SLURM Programmer's Guide
Overview
Simple Linux Utility for Resource Management (SLURM) is an open source,
fault-tolerant, and highly scalable cluster management and job
scheduling system for Linux clusters of
thousands of nodes. Components include machine status, partition
management, job management, and scheduling modules. The design also
includes a scalable, general-purpose communication infrastructure.
SLURM requires no kernel modifications and is relatively self-contained.
Overview
There is a description of the components and their interactions available
in a separate document, SLURM: Simple Linux Utility
for Resource Management.
Code should adhere to the Linux kernel code style as described in
http://www.linuxhq.com/kernel/v2.4/doc/CodingStyle.html.
API Modules
This directory contains modules supporting the SLURM API functions.
- allocate.c
- API to allocate resources for a job's initiation.
- build_info.c
- API to report SLURM build parameter values.
- node_info.c
- API to report node state and configuration values.
- partition_info.c
- API to report partition state and configuration values.
- reconfigure.c
- API to request that slurmctld reload configuration information.
- update_config.c
- API to update job, node or partition state information.
Common Modules
This directory contains modules of general use throughout the SLURM code.

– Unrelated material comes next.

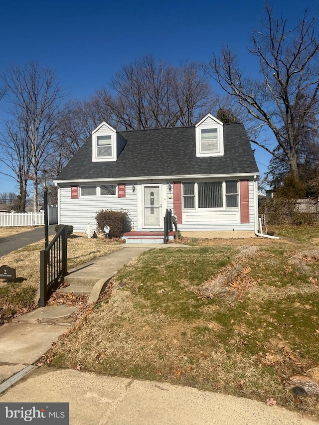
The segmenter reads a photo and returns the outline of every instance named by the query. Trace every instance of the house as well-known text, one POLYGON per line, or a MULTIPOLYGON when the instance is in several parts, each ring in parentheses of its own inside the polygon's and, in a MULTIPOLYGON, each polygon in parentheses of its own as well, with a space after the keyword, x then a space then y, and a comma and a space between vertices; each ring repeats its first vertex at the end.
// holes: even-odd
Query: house
POLYGON ((241 237, 258 228, 258 169, 244 126, 210 114, 190 127, 94 130, 55 180, 58 222, 84 232, 101 209, 126 210, 135 231, 241 237))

The modules are described below.
- bits_bytes.c
- A collection of functions for processing bit maps and strings for parsing.
- list.c
- Module is a general purpose list manager. One can define a
list, add and delete entries, search for entries, etc.
- list.h
- Module contains definitions for list.c and documentation for its functions.
- slurm.h
- Definitions for common SLURM data structures and functions.
- slurmlib.h
- Definitions for SLURM API data structures and functions.
scancel Modules
scancel is a command to cancel running or pending jobs.
- scancel.c
- A command line interface to cancel jobs.
scontrol Modules
scontrol is the administrator tool for monitoring and modifying SLURM configuration
and state. It has a command line interface only
- scontrol.c
- A command line interface to slurmctld.
slurmctld Modules
slurmctld executes on the control machine and orchestrates SLURM activities
across the entire cluster including monitoring node and partition state,
scheduling, job queue management, job dispatching, and switch management.
The slurmctld modules and their functionality are described below.
- controller.c
- Primary SLURM daemon to execute on control machine.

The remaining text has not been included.